Comparison & Analysis of Local Environmental Metagenomics and Diversity Sequencing Data Sets

Abstract

Metagenomics is the rapidly advancing field that studies genetic material extracted directly from environmental samples. Recent advances in computational and sequencing methodologies now give an array of options to biologists who seek to analyze their samples; however, these new technologies are often run independently with little comparison of the results obtained between methods on the same sample. Prior to this study, field work by local biology instructors in conjunction with the labs of Drs. Marisa Pedulla and Alysia Cox made use of two such techniques to analyze the DNA of a locally-obtained soil sample. One technique, “shotgun,” or metagenomic sequencing, sequenced all of the DNA molecules in the sample; the second technique, “diversity” sequencing, only sequenced the molecules amplified from a single gene, the 16S ribosomal subunit rRNA gene, of the prokaryotic DNA in the sample.
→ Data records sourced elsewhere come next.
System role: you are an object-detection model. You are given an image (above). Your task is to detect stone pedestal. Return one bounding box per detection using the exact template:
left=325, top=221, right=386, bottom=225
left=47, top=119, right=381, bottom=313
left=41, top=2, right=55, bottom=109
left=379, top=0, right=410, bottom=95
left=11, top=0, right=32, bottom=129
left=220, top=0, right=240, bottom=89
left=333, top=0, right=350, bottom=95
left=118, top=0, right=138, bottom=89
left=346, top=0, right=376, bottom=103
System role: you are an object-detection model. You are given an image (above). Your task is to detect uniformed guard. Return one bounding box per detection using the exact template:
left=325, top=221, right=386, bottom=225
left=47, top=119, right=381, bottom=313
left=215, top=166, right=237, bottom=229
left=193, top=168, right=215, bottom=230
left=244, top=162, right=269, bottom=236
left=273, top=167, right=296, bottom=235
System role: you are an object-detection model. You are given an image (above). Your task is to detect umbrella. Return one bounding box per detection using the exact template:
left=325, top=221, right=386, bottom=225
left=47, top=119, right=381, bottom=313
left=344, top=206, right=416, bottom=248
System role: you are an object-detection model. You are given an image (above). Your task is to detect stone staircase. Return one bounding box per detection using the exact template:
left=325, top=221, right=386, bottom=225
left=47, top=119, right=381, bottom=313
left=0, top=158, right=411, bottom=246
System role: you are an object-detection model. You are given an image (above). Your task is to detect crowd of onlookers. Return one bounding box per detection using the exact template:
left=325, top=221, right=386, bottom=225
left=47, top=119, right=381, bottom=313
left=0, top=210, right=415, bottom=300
Because the 16S gene is highly recognizable and species-specific, the latter method also provided a count of the occurrences of each prokaryotic species. Due to this feature, the use of the 16S diversity sequencing approach is commonly utilized for studies aiming to understand prokaryotic species representation in samples. When metagenomics DNA sequences are known, represented species and their number of occurrences in a sample may also be derived computationally by comparison to procured databases of known sequences of organisms. This exploratory study compared the commercially obtained results of bacteria proportions in our sample by the diversity method, along with two experimental computational methods using these sequences compared to the public databases. Our hypothesis was that metagenomics data would provide the most accurate portrayal of bacteria in the sample at the phylum taxon. Results found significant disparities in results between each method, with implications in microbiome studies of the environment and human gut.